Soil sampling and bacterial isolation

Soil samples donated by " Zarshouran Gold Mining and Mining Industries Development Company" were collected from a depth of 5 cm below the soil surface and placed in sterile containers and transfer to the laboratory. In order to transfer soil bacteria into the solution, serial dilutions (10–1 &10–2) were prepared for each sample and 0.01 g of silver nitrate was added (Merck, Germany) to 100 ml of each dilution. So, the concentration of silver nitrate reached in all dilutions 0.1 g/L. Then 0.5 mL of each soil dilution were Spread on free-NaCl LB agar (Merck, Germany) plates and incubated at 35ºC for 48 h. In order to prepare pure culture, based on morphological characteristics, size, color, and shape of the colony, sub-cultured on LB agar plates [11].
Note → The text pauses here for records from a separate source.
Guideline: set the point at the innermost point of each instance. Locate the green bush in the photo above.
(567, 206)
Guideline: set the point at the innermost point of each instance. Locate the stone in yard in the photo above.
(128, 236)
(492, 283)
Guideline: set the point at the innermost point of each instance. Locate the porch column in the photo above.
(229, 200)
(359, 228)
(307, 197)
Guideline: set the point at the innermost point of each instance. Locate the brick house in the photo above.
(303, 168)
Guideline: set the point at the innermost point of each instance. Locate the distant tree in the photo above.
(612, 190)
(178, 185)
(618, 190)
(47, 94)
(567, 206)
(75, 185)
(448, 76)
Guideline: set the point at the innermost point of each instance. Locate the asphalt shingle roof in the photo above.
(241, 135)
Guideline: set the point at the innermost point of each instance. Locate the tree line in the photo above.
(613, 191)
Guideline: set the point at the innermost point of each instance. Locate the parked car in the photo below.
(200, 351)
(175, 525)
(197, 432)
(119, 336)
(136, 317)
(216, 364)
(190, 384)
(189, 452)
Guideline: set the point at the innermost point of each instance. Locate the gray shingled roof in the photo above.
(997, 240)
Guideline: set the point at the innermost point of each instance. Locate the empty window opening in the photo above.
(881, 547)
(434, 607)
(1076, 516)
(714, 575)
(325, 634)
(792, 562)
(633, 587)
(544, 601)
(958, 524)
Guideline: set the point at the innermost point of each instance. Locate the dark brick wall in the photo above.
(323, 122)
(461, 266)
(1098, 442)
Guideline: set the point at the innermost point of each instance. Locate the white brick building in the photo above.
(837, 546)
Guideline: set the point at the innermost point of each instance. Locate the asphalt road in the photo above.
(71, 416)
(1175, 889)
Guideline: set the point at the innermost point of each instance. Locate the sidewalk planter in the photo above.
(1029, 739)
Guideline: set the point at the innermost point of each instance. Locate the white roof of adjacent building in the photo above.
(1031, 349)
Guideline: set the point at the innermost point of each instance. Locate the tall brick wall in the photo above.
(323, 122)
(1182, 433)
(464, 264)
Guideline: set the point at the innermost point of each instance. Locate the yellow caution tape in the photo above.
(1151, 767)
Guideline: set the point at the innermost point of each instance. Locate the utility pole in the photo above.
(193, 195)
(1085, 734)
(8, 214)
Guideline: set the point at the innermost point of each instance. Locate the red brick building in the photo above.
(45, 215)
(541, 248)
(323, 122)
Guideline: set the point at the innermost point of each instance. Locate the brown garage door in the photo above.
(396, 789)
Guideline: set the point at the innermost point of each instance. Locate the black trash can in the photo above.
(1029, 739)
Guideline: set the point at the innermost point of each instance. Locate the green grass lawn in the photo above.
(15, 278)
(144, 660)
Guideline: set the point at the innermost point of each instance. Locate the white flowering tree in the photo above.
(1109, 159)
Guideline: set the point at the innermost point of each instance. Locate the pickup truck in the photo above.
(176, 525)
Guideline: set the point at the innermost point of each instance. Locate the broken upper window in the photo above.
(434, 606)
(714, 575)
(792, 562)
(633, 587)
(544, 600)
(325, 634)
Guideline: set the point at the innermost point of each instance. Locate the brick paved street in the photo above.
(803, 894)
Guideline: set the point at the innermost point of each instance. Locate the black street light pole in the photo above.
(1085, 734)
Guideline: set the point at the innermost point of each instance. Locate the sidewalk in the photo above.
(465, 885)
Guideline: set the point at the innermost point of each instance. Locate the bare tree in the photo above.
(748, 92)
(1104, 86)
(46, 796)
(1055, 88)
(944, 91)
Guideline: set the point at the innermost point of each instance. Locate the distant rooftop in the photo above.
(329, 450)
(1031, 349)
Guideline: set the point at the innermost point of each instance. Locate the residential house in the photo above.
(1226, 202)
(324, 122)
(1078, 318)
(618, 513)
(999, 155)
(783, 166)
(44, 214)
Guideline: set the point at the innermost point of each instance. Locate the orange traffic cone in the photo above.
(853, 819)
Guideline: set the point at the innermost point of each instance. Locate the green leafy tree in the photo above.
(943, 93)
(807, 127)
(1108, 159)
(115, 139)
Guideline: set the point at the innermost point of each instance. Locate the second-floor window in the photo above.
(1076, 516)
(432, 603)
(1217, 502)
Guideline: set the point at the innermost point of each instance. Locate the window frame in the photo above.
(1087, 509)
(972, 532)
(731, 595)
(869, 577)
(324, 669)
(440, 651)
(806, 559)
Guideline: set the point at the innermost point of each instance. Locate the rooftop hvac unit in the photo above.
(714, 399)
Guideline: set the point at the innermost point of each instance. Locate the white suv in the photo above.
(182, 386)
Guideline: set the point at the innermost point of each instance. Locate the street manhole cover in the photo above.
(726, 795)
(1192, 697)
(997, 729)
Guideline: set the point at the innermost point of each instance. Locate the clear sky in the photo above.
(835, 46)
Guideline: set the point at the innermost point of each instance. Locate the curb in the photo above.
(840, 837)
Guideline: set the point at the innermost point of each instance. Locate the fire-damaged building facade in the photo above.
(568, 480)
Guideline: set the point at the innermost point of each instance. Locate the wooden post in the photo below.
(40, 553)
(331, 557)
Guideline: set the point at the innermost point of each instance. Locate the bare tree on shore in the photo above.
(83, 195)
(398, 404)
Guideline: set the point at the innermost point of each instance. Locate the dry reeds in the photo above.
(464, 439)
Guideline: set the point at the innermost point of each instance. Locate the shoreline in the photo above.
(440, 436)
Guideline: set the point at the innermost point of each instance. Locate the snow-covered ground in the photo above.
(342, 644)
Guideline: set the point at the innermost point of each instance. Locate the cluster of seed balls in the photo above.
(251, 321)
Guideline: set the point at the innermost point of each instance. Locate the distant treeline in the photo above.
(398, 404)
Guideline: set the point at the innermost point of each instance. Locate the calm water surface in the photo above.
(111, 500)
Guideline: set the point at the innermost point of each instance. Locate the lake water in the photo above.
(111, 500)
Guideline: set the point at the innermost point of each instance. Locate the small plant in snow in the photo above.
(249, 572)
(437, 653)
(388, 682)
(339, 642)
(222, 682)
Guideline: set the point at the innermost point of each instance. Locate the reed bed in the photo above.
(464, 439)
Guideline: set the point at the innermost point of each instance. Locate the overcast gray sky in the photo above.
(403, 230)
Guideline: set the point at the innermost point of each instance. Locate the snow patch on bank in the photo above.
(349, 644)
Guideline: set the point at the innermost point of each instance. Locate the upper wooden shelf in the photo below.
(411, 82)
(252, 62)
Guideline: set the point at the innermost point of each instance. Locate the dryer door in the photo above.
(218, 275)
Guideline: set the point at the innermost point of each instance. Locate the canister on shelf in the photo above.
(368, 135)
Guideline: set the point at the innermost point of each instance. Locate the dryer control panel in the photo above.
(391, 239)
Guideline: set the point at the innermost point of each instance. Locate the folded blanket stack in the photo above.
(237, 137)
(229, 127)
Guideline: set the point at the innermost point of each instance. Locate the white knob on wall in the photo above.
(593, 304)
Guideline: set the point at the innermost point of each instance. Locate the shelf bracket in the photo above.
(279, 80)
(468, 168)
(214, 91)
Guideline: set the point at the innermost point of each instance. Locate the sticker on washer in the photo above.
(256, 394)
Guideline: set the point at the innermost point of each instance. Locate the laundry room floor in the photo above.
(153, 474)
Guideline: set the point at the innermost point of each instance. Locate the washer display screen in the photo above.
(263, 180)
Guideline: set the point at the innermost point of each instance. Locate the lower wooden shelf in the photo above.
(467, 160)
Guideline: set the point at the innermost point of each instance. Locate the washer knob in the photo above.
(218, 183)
Determination of bacterial tolerance to silver ions

To investigate the tolerance of bacterial isolates to silver ions, 4 ml of free-NaCl LB broth culture medium containing different concentrations of silver nitrate (1 to 13 µg/ml) was inoculated with an equal amount of suspension equivalent to 0.5 McFarland bacterium, and incubated at 35ºC for 24 h. Then, a small amount of the contents of all tubes were sub-cultured on free-NaCl LB agar plates, separately, and their growth was evaluated after incubation. Finally, these isolates were inoculated in the culture medium of Trypticase soy broth containing 20% glycerol and stored at -20 °C for further experiments [12].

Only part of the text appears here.